High life
The windswept peak of Socompa Volcano, on the border of Argentina and Chile, is not a nice place to visit. Parching winds scour the mountain's gravelly slopes, temperatures can swing from below freezing at night to more than 38 degrees Celsius during the day, and the scarcity of oxygen atop the more than 6,000-meter peak fends off all but the hardiest of mountaineers. You certainly wouldn't want to live there. That is, unless you happened to be a microbial community inhabiting the thin crust of soil covering loosely-packed gravel, and imbibing your nutriment from gases seeping up from the heart of the dormant lava cone.
"It just looks like the surface of Mars," says University of Colorado at Boulder microbial ecologist Steve Schmidt, of...
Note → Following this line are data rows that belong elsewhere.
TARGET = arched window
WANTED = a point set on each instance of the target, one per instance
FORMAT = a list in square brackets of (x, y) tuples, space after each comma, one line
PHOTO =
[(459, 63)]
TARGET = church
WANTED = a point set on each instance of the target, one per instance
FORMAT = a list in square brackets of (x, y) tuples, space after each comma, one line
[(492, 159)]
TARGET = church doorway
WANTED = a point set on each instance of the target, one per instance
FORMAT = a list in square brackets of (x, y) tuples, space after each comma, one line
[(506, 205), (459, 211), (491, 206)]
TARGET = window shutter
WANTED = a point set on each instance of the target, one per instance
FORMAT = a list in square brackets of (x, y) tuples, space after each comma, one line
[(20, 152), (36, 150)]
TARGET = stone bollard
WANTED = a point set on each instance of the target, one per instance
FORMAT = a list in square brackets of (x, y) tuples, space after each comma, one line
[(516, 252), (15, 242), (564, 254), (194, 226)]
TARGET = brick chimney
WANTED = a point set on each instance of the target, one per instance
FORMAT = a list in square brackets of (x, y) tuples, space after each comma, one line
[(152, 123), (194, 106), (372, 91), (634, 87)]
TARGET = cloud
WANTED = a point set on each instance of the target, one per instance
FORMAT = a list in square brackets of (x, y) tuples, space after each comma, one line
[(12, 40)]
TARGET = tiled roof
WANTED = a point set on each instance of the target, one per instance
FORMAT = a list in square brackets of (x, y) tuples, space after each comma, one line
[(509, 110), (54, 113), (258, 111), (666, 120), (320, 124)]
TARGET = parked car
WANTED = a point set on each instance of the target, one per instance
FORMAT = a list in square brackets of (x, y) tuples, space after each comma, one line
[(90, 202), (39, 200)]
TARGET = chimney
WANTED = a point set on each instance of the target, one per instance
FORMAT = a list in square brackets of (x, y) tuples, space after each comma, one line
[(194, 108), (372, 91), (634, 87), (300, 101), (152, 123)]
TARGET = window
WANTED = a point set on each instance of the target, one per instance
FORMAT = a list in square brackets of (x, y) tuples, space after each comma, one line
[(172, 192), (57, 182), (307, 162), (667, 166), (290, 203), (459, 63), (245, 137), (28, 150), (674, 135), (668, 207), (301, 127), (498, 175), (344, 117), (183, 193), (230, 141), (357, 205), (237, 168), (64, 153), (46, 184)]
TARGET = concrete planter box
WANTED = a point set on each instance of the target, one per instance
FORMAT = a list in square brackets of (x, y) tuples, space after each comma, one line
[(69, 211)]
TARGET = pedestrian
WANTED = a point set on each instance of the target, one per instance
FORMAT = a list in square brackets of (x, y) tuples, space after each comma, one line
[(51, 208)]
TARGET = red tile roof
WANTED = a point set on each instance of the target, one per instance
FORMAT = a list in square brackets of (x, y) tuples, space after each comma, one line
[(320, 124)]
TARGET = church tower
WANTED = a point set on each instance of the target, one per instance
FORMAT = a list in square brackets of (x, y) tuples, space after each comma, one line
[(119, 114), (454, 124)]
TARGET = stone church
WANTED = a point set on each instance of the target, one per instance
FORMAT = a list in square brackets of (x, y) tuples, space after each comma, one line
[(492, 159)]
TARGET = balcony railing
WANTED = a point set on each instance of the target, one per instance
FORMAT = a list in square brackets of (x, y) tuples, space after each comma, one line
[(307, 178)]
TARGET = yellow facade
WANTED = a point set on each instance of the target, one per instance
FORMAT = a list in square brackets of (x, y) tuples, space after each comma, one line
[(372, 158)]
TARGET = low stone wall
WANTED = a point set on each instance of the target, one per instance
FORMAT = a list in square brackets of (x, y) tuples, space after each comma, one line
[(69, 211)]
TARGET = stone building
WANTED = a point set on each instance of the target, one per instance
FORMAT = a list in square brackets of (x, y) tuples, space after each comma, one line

In 1984, scientist Stephan Halloy stumbled across six large mats of vegetation—clumped communities of autotrophs including mosses, liverworts and algae—clustered around fumaroles very near Socompa's top. "That just sort of blew my mind because the summit is 6,060 meters," Halloy, now the Nature Conservancy's Southern Andes science coordinator, remembers (Arc. Alp. Res. 23:247–62, 1991). These organisms could shed new light on autotroph physiology, from how plants survive such harsh conditions to how they propagate and establish what Schmidt calls "islands in a vast sea of dryness." In the years following Halloy's observation, however, no scientists had returned to the inhospitable summit. Schmidt and his team wanted to confirm the existence of Halley's mats, and look for associated microbial communities.
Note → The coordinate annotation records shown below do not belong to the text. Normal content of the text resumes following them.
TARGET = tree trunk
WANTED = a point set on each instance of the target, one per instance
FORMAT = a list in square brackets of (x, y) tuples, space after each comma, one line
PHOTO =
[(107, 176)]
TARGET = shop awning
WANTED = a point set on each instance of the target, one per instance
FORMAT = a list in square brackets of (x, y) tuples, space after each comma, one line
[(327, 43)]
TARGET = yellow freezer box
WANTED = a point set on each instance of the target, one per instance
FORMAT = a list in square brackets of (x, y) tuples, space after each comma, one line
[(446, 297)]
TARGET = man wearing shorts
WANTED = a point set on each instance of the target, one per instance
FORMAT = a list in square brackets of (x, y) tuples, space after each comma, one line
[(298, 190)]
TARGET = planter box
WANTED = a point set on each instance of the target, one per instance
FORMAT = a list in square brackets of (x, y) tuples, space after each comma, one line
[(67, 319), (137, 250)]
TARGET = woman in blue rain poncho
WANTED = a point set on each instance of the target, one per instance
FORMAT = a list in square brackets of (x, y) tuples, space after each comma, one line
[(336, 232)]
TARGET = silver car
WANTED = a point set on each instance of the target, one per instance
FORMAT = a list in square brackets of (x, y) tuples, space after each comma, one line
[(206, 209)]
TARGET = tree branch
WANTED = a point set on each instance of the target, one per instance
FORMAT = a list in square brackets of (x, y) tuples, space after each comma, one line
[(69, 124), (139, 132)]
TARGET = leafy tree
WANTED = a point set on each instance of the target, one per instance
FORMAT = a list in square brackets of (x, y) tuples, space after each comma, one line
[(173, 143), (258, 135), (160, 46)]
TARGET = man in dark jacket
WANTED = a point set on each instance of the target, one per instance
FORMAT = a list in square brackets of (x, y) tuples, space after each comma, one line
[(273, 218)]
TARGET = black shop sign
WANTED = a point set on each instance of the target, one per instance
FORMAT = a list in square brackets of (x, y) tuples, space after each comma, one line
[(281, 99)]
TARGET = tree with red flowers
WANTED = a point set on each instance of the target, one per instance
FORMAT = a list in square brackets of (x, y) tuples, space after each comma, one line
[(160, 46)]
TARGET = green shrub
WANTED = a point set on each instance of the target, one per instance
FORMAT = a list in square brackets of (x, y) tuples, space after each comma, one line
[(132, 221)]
Schmidt had to return to Colorado to teach as the expedition, which began in 2005, got rolling, so didn't make the two-day journey from Salta, Argentina, by four-wheel drive vehicle to the base of Socompa. But his graduate student at the time, Elizabeth Costello, made it to base camp. However, Costello had trouble acclimating to the elevation and the extreme conditions at Socompa, and couldn't reach the top. "We were being very careful not to kill anyone," Schmidt recalls.
Preston Sowell, a Colorado-based environmental consultant and avid mountain climber, and a photographer from National Geographic were the only two team members who could fulfill the mission's goals. The two picked along the mountainside, following in the footsteps of Halloy's 1984 expedition. They braved the high winds, traversed a snowfield, used a jagged rock to cut steps into an icy slough, and eventually found Halloy's vegetation mats. "I was crawling at times in order to work," says Sowell, who was listed as a coauthor on the paper describing the discovery. "I was able to grab a few [soil] samples and a few photos." Sowell, who has climbed Himalayan peaks and collected data in steamy South American jungles, says that Socompa is the most difficult—and intriguing—field site he's ever visited.
Schmidt probed the soil samples using PCR and DNA sequencing, and identified microbes—including several bacteria and fungal species—thriving in, under, and around the mats. Schmidt has even found an undiscovered species of mite (likely the highest living of its kind) that still awaits identification and taxonomic description.
Finding flourishing biological communities in such inhospitable environments lends hope to the search for life on distant planets or moons. "It's amazing that they were able to find these little oases of such high diversity," says Anna-Louise Reysenbach, a microbial ecologist at Portland State University.
But the clock is ticking for Socompa. Temperatures have been increasing there, rainfall levels have dropped, and ice fields and lakes are disappearing, according to Halloy. Climbers have already damaged one of the delicate plant mats that dot the summit. Schmidt and his team returned to Socompa earlier this year to try to devise a way to probe the landscape via satellite, and Schmidt made it to the top. "There's so much we don't know about these communities," says Sowell. "If we can find a way to make this remote sensing project work, then we can potentially find other sites to investigate."